Самое удивительное в их отношениях было то, что, выбрав Ириба, Габриэль, казалось, захотела передать ему часть своих полномочий. Не это ли заставило Мисю говорить, что Габриэль любит впервые в жизни? Нельзя было не видеть, что определенным образом Ириб удовлетворял одновременно всем ее пожеланиям. Наконец, рядом с ней был человек, для которого вопросы социального происхождения не имели значения, в отличие от того, что ей пришлось перенести с Боем; человек, которого не подавляло его семейное прошлое, короче, противоположность Дмитрия и Вендора; человек творческий, достаточно близкий к миру искусств, чтобы она чувствовала себя в согласии с ним, но вместе с тем свободный от проклятия, обычно тяготеющего над артистом и поэтом. В общем, это ей и было надо, чтобы забыть Реверди. Наконец-то Габриэль вырывалась из-под ига гениев.

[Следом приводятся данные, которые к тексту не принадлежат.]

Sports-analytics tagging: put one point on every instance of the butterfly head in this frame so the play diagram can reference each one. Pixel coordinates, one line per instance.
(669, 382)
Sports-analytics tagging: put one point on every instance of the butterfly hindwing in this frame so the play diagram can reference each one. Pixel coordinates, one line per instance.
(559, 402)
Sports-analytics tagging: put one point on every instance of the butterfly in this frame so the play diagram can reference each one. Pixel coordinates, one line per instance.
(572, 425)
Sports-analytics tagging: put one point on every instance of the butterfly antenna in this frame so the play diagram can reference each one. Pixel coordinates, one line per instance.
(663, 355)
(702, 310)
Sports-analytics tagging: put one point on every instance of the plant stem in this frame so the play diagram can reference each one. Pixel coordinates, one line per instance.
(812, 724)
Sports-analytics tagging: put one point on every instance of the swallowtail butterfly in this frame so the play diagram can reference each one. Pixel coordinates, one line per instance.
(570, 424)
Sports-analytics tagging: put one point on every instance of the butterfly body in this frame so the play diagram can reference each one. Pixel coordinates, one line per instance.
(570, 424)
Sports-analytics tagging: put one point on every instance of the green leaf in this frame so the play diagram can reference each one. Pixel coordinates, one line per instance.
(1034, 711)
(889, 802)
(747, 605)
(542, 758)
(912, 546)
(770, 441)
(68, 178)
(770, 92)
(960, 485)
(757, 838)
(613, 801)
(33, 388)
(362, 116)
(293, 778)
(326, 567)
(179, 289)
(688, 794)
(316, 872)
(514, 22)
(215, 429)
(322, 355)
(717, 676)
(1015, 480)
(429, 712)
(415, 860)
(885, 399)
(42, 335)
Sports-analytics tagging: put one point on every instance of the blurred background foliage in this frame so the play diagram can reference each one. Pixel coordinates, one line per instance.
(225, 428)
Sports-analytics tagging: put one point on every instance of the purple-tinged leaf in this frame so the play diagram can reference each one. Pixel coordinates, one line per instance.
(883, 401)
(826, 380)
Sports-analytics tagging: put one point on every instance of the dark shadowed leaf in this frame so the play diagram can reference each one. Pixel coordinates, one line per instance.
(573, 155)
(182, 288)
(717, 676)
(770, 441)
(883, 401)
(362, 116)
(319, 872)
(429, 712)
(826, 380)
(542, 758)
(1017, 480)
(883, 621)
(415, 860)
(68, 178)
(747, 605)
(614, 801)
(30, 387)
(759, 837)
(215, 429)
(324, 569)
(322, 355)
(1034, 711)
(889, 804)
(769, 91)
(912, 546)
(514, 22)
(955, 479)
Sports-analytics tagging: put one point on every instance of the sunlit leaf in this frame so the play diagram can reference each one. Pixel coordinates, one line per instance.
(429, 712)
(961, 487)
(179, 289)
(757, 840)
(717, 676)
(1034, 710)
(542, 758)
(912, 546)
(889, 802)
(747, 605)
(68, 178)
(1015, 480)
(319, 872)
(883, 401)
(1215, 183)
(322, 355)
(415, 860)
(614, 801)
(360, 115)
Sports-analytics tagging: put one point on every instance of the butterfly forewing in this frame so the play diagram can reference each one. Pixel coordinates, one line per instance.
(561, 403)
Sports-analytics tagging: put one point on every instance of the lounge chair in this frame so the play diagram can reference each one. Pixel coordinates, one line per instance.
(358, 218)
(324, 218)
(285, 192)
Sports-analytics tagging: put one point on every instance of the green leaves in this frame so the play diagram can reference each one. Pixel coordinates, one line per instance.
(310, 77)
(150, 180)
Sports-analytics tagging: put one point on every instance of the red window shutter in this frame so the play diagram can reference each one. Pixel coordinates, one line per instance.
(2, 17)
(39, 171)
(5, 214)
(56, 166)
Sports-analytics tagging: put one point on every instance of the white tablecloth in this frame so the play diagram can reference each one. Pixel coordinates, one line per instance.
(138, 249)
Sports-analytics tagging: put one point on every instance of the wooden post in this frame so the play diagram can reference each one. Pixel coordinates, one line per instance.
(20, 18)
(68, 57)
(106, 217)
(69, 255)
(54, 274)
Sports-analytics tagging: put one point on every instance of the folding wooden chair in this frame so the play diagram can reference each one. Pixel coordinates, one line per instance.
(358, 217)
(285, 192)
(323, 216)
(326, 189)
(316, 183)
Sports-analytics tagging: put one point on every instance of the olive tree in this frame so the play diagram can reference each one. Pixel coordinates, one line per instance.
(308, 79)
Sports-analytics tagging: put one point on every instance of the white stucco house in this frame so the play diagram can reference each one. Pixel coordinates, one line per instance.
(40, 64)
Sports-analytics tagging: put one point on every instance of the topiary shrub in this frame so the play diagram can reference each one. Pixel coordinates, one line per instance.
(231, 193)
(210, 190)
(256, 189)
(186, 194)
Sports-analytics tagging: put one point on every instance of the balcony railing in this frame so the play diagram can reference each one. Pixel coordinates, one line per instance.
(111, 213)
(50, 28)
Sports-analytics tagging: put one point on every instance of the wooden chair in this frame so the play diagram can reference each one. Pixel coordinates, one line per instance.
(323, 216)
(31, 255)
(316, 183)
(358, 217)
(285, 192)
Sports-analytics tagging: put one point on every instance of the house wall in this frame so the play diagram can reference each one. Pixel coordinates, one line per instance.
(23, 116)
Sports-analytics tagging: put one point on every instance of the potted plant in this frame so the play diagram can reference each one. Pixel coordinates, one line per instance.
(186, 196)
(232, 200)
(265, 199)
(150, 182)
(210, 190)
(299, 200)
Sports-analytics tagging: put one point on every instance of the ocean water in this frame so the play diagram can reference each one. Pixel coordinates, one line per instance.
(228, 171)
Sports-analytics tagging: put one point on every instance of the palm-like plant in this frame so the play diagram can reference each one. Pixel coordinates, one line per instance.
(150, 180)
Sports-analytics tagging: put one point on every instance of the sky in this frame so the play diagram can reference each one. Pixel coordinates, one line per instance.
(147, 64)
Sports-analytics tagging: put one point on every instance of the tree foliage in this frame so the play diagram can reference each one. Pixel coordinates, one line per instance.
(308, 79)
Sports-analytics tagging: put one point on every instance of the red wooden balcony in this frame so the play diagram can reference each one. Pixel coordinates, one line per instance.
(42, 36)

Если рассуждения Габриэль были примерно таковы, можно предположить, что она испытывала также некоторое злорадство от того, что за ней ухаживает человек, который двадцать пять лет назад воспевал ее старого недруга Пуаре. Ибо в конечном счете Ириб не ограничился тем, что «рассказал о платьях Пуаре». Он был также автором ярлыка, который красовался на всех туалетах, выходивших из ателье на улице Антен. Его графическая новизна и роза, сопровождавшая магическую надпись «Поль Пуаре, Париж», в свое время произвели сенсацию. Побьемся об заклад, что в завоевании Ириба для Габриэль было и удовлетворение профессионального честолюбия. Наконец, Габриэль, ревновавшая к женщинам и не терпевшая, чтобы кто-то одерживал больше побед, чем она — тем самым она бессознательно пыталась взвалить на них ответственность за собственные несчастья, — была довольна тем, что, заведя связь с Ирибом, сыграла со своими соперницами злую шутку, перехватив у них известного соблазнителя.